今年のおせちに新しく加えたのは慈姑です。手間がかかる割に美味しくないのでは、と思い込んでいたのですが、長芋と同様に扱ってみました。スーパーで売っている物はすでに綺麗にしてあるので、固そうな所や汚れた部分を削るだけ、底部に切れ目を入れ、電子レンジに短い時間かけた後、オーブンでちょっと焼きます。桜塩を振って、そのまま出します。ほくほくして美味しい。電子レンジで長く加熱すると冷えた時に石のように硬くなるので、オーブンで逆さにして焼くと、縁起物の芽をつけたまま出せます。

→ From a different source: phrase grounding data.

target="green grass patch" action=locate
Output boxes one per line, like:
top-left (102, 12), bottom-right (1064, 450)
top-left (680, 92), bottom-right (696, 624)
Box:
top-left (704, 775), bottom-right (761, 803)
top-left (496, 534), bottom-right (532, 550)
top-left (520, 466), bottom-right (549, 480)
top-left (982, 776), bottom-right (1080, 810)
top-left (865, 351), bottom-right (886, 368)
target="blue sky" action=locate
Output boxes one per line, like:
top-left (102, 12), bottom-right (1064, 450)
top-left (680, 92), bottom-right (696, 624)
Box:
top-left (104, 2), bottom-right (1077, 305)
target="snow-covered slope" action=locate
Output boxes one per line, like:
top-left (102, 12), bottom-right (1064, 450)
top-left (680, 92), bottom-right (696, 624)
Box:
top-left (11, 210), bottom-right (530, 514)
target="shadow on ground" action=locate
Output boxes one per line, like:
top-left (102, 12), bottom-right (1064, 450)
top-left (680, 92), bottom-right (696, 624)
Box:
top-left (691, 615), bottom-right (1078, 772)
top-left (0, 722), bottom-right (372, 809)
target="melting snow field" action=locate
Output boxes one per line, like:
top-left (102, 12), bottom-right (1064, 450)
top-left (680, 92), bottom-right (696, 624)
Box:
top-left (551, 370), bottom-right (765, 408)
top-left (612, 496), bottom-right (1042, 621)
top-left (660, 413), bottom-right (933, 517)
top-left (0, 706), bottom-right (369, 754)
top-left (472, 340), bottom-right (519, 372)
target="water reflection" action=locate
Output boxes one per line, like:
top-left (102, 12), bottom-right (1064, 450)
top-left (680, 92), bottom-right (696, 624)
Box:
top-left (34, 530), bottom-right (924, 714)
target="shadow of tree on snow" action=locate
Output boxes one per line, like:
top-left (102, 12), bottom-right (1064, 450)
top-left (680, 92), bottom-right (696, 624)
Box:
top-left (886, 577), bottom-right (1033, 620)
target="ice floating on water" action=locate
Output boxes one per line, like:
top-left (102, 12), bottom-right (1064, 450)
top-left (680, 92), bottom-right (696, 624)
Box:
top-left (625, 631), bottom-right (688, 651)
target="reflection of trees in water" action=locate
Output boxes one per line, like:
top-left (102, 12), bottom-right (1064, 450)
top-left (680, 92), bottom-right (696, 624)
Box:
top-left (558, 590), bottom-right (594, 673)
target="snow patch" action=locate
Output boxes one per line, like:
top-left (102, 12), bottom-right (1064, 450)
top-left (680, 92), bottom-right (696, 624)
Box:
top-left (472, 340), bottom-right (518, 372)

宮中新年会で外国の大使に出されるおせちの写真をツイッターに上げた大使がいて、話題になりました。鯛の塩焼と「はなびら餅」以外は質素な、昭和初期の家庭で用意されたようなメニューでしたが、落胆したのは使い捨てプラスチック容器だったこと。大半の人が持ち帰るのでしょうが、「持続可能な」エコ容器を追求して欲しい。杉の間伐材や竹皮などを利用して、古式ゆかしく工夫できないものでしょうか?

なお「はなびら餅」と呼ばれる甘い餅は、赤門前の扇屋でも新年の店頭に出ます。